While many consumers are excited about autonomous driving, there are doubts
about whether self-driving vehicles will ever be safe. High-profile accidents
of self-driving experiments that use risky, power-hungry consumer grade
solutions are thwarting confidence in the safety of autonomous driving.
It’s becoming clear that performance is only one part of the autonomous
picture. It requires performance and safety—built in, from the
ground up—for automakers to industrialize increasingly autonomous
vehicles from level 3 to level 5.
That’s set to change. Today, NXP and Kalray announced they will
co-develop a central computing platform with safety as a foundation. The
collaboration aims to take on the safety shortcomings of today’s pilots
and experimental offerings in the autonomous development space.

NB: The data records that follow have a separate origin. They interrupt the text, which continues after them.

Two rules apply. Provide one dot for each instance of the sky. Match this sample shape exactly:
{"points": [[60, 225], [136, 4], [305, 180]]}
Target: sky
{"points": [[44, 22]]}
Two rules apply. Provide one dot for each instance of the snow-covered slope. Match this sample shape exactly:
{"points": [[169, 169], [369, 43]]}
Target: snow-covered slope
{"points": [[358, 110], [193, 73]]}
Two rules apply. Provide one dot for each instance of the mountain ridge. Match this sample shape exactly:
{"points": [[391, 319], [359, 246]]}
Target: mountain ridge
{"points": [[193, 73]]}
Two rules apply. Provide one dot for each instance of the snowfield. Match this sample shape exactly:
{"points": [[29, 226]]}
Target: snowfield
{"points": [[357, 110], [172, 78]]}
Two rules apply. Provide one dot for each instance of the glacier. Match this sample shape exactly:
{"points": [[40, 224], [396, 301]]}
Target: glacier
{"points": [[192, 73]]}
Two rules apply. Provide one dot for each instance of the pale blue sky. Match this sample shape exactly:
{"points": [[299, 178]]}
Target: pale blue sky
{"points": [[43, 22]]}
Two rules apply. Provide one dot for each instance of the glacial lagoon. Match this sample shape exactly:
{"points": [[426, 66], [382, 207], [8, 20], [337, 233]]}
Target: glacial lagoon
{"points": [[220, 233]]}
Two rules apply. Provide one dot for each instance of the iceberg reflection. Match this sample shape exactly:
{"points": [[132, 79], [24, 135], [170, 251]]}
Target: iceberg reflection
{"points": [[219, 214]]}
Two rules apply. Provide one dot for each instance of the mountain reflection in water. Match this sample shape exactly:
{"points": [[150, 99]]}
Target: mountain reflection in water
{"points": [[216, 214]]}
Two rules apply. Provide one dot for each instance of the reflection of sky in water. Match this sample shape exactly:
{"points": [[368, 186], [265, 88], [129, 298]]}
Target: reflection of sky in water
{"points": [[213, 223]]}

NXP will offer the host processor of the platform, its high-performance S32
processor, with its safety critical ASIL D and ASIL B capabilities. This will
help the platform tackle the requirements of automotive central computing and
will target path planning functions. Kalray will deliver the world-class
performance of its MPPA® processors to safely handle the
machine learning aspects of perception.
The new platform is significant because it addresses the performance, safety
and near-term commercial needs of levels two and three driving with an eye to
longer-term release in level four and five autonomous vehicles.
The first example of this partnership will be the integration of
Kalray’s MPPA® processors into the NXP BlueBox, an
embedded autonomous driving platform. This iteration will address autonomous
challenges in power and safety with Arm®-based technology and
will be designed to support open standards. At CES, we’re showing a
demo of the platform running a prototype of Baidu’s Apollo open
automotive software solution.
Automakers will benefit from the safety, software, open standards support,
performance per watt, architecture flexibility and scalability. The new
solution will offer sophisticated safety technologies in a “Safety
Co-Pilot” configuration that leverages the strengths of each company.